# Naughty Ears



## GoldenSail (Dec 30, 2008)

My instructor told me the other day she can tell when Scout is not going to listen because she gets this characteristic ear carriage--known as naughty ears, lol. I have never noticed it. But I guess when she is about to make an incorrect or naughty choice and knows it, she has that 'look.' Anyone else's dog do that?


----------



## RedDogs (Jan 30, 2010)

We call it "sad ears"... conflicted dog. Some days if he has sad ears when I get him out, I crate him and wait until it's our turn again before working. I don't want to let him be conflicted and I don't want to risk the errors he might make at that point.


----------



## GinnyinPA (Oct 31, 2010)

What do they look like? Photo?


----------



## hotel4dogs (Sep 29, 2008)

I need a picture of this, LOL


----------



## GoldenSail (Dec 30, 2008)

Ok, I will have to get one. Shouldn't be too hard, lol.
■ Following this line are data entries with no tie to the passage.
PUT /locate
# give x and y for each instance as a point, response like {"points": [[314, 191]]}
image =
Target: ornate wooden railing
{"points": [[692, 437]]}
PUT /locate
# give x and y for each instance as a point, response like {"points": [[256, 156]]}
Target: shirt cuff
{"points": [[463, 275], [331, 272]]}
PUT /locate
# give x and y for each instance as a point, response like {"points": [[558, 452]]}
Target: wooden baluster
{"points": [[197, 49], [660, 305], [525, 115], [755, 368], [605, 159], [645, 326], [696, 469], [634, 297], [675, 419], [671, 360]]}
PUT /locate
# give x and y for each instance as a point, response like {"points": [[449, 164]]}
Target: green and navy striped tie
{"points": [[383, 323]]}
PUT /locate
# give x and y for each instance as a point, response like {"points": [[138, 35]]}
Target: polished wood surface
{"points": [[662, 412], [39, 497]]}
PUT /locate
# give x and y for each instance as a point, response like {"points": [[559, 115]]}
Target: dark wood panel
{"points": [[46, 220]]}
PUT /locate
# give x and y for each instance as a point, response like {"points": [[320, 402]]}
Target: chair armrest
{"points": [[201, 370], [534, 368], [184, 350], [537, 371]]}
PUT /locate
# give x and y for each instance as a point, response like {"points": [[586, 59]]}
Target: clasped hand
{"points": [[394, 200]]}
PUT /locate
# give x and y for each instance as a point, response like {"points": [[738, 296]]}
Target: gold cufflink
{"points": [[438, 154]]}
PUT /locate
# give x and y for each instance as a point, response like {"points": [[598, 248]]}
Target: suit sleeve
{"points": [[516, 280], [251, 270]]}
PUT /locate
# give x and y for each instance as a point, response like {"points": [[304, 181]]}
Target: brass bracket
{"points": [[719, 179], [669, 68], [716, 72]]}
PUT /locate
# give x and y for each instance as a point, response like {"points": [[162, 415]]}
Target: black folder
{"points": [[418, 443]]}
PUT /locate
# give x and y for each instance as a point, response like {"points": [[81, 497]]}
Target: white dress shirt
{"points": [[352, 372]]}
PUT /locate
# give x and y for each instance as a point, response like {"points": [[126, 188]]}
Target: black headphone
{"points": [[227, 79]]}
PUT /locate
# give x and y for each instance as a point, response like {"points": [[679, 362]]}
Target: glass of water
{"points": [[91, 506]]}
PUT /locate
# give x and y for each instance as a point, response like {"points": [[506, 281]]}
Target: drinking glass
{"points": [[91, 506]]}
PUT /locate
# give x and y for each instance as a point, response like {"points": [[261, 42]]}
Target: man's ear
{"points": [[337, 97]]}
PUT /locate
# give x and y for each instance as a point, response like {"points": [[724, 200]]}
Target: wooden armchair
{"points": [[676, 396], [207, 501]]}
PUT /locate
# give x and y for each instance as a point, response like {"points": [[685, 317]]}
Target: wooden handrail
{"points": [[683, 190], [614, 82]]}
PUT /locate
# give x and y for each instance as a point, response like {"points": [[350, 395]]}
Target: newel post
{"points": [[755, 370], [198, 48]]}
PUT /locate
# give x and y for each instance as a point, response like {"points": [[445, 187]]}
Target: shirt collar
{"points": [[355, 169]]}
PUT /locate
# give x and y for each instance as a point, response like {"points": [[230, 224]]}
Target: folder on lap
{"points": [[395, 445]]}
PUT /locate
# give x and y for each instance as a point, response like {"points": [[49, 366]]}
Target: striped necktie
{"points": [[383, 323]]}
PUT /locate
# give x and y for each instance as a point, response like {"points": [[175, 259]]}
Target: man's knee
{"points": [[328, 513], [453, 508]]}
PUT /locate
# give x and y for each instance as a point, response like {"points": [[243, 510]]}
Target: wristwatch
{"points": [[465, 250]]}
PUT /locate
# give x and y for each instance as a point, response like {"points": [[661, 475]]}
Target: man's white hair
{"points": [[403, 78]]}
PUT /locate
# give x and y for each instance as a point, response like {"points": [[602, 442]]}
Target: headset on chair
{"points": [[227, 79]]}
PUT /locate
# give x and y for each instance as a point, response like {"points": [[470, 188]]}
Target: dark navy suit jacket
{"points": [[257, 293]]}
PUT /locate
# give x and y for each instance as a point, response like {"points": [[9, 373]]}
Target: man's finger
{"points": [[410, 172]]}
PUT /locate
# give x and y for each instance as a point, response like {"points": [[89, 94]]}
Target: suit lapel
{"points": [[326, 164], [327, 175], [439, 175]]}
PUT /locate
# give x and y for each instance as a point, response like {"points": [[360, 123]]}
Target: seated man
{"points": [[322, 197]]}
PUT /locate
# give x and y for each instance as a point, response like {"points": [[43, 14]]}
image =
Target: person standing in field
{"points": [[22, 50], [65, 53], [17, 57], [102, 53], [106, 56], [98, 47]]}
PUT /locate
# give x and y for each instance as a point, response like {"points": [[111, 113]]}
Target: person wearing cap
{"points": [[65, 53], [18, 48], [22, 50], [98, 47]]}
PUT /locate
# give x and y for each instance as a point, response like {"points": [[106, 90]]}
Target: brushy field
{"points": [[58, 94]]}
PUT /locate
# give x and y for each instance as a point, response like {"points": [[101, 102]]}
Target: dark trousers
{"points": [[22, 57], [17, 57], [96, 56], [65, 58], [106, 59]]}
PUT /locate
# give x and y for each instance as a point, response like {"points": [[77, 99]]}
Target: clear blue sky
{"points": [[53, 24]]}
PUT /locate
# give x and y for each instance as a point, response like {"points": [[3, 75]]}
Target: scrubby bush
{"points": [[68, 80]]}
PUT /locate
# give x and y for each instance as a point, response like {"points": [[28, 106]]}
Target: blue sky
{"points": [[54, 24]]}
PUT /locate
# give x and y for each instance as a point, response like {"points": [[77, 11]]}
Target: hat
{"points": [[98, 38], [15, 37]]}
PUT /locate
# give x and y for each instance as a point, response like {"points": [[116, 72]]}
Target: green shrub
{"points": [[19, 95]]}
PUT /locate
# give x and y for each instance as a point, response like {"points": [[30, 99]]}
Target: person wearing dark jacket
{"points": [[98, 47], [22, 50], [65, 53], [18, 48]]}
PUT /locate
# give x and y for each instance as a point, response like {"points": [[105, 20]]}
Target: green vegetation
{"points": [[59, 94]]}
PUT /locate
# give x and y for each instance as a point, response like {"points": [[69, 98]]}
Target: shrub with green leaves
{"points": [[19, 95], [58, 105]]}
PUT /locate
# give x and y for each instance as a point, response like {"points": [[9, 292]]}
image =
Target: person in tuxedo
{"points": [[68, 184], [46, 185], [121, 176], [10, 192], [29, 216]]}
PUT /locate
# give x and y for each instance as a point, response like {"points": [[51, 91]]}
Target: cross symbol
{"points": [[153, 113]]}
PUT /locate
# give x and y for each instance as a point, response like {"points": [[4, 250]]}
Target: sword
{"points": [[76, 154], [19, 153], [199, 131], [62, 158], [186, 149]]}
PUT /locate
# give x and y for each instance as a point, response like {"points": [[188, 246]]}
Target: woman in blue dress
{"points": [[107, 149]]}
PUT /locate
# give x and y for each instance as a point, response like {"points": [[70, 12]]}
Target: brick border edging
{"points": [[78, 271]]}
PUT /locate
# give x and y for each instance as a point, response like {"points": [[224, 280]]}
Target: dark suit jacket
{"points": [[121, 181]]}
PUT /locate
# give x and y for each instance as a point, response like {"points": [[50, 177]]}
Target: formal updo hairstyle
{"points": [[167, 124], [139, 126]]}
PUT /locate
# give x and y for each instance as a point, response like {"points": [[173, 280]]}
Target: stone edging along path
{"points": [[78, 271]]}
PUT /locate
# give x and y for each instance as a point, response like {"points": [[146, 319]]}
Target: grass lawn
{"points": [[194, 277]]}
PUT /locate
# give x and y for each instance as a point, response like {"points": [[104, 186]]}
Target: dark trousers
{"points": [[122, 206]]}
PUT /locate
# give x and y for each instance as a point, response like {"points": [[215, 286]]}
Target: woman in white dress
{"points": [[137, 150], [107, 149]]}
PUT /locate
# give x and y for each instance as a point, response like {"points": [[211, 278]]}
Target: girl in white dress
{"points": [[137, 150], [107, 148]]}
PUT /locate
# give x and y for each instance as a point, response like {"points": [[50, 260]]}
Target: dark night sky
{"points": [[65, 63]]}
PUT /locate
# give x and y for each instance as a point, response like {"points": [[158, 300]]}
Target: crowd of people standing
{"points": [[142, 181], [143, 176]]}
It is something I never noticed before, although it should not surprise me. Scout has these moments where she has been trained to do something, but she wants to do something else and will try to see if she can get away with it.


----------



## AmberSunrise (Apr 1, 2009)

LOL - each one of my dogs (past & present) have a look when they will be 'choosing' not to listen

King - his tail went straight & up while his ears went forward
Rowdy - his left ear went kind of up & back
Casey - his head goes down and his ears kind of fold down the middle; almost like he's closing them against hearing me
Faelan - kind of skips and tosses his head 
Towhee - turns her head away and flicks an ears like I'm an annoying insect


----------



## Mavrk (Mar 11, 2011)

Rocket (our mix breed) does the opposite. We know he is going to listen because his ears lay differently.


----------



## Oaklys Dad (Dec 28, 2005)

Interesting...


----------